“唉,又是他,他又来了。”顾笙心里叹了口气,她虽没有抬头往斜边看,但就是能感受到那边传来的目光死死地盯着她,真是的,天天看天天看,真不知道有什么好看的!
自从前段时间庄赣在城里纵马撞翻了她的摊子之后,顾笙就过上了被这男人视奸的生活。
就是他不在,也会有几个故作轻松的男的在她附近来回晃荡。
真真是烦死了!
那边的茶楼上,庄赣缓缓放下杯子,舔了舔下唇。
他内心对自己颇为自信,就算是偷看那也是偷看不明白的,那赤裸的眼神就那么直勾勾地盯着别人看,生怕别人不知道自己什么心思。

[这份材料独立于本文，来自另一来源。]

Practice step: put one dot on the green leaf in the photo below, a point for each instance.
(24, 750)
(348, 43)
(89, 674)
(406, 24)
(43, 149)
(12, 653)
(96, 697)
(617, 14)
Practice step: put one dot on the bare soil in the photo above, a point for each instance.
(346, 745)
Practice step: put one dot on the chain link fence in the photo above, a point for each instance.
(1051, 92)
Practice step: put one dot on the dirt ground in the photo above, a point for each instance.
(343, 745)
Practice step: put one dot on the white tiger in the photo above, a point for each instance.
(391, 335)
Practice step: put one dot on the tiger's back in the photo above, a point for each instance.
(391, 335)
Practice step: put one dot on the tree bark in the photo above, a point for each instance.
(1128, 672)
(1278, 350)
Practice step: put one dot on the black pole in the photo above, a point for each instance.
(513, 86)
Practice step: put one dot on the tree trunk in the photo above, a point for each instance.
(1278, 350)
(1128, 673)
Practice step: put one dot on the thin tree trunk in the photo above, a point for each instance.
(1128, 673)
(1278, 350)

林月娘,庄赣早早便打听好了这个女人,是个中原来的,丈夫死得早又没有孩子,在这里靠卖木雕为生。
长得柔美又颇具风情,勾的好多小伙子要也来买她的木雕。
想到这,他嘴角下撇,手按在桌角,难掩自己的怒气。
想起手下的人说,林月娘此人生性放荡,和周围好几个未婚的少年都曾有过不清不楚的关系,他就生气,一个中原女人竟如此随意,真是岂有此理,以后跟了自己,这种事可是万万不能有了!
而这也是顾笙有些恼怒的原因之一,她已经有段时间没有被肏过了,翁平男子在床上可是别有一番风味的。
但总是有人盯着她,在她家附近轮流站岗般埋伏着,她真怕自己前脚被男人捅了穴,后脚庄赣就能闯进她家把别人的鸡巴抽出来,再麻溜地把自己的鸡巴塞进去。